Faster-TAD: Towards Temporal Action Detection with Proposal Generation and Classification in a Unified Network
It addresses efficiency and flexibility issues in video analysis for applications like surveillance or sports analytics, but is incremental as it builds on Faster-RCNN with domain-specific adaptations.
The paper tackles the problem of temporal action detection in untrimmed videos by proposing Faster-TAD, a unified network that simplifies the pipeline and achieves notable performance improvements, such as 40.01% mAP on ActivityNet-1.3 and 54.09% mAP on SoccerNet-Action Spotting.

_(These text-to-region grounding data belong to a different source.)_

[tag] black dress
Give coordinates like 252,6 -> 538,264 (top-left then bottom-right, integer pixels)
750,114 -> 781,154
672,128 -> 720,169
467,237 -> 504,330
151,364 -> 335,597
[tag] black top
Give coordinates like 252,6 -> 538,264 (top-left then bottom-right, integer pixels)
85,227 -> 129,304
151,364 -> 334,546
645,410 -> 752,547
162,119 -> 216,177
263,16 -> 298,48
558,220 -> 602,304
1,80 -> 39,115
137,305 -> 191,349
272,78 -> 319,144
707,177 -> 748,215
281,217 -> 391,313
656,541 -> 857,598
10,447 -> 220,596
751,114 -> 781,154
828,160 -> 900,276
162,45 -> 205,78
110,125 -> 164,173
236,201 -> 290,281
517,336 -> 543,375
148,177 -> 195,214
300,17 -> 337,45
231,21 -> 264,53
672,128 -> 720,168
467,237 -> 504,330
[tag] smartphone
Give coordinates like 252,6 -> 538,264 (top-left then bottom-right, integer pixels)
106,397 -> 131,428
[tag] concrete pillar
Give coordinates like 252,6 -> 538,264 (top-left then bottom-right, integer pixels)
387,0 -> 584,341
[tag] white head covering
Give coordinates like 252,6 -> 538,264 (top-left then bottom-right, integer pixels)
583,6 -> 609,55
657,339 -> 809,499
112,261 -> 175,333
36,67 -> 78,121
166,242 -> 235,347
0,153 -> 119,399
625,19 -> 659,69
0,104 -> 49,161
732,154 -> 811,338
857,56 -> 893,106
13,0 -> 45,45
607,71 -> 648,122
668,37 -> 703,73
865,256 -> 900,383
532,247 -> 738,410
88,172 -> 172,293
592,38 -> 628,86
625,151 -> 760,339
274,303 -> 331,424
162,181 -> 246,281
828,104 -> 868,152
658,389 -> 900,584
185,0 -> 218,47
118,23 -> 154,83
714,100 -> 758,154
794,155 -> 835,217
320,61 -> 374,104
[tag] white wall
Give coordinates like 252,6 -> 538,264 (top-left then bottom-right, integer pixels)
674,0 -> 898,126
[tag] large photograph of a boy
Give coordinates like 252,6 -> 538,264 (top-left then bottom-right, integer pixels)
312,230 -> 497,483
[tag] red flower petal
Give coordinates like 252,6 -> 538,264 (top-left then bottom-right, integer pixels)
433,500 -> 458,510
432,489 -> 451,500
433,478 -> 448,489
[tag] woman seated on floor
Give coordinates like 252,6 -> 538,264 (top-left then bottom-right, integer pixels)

Temporal action detection (TAD) aims to detect the semantic labels and boundaries of action instances in untrimmed videos. Current mainstream approaches are multi-step solutions, which fall short in efficiency and flexibility. In this paper, we propose a unified network for TAD, termed Faster-TAD, by re-purposing a Faster-RCNN like architecture. To tackle the unique difficulty in TAD, we make important improvements over the original framework. We propose a new Context-Adaptive Proposal Module and an innovative Fake-Proposal Generation Block. What's more, we use atomic action features to improve the performance. Faster-TAD simplifies the pipeline of TAD and gets remarkable performance on lots of benchmarks, i.e., ActivityNet-1.3 (40.01% mAP), HACS Segments (38.39% mAP), SoccerNet-Action Spotting (54.09% mAP). It outperforms existing single-network detector by a large margin.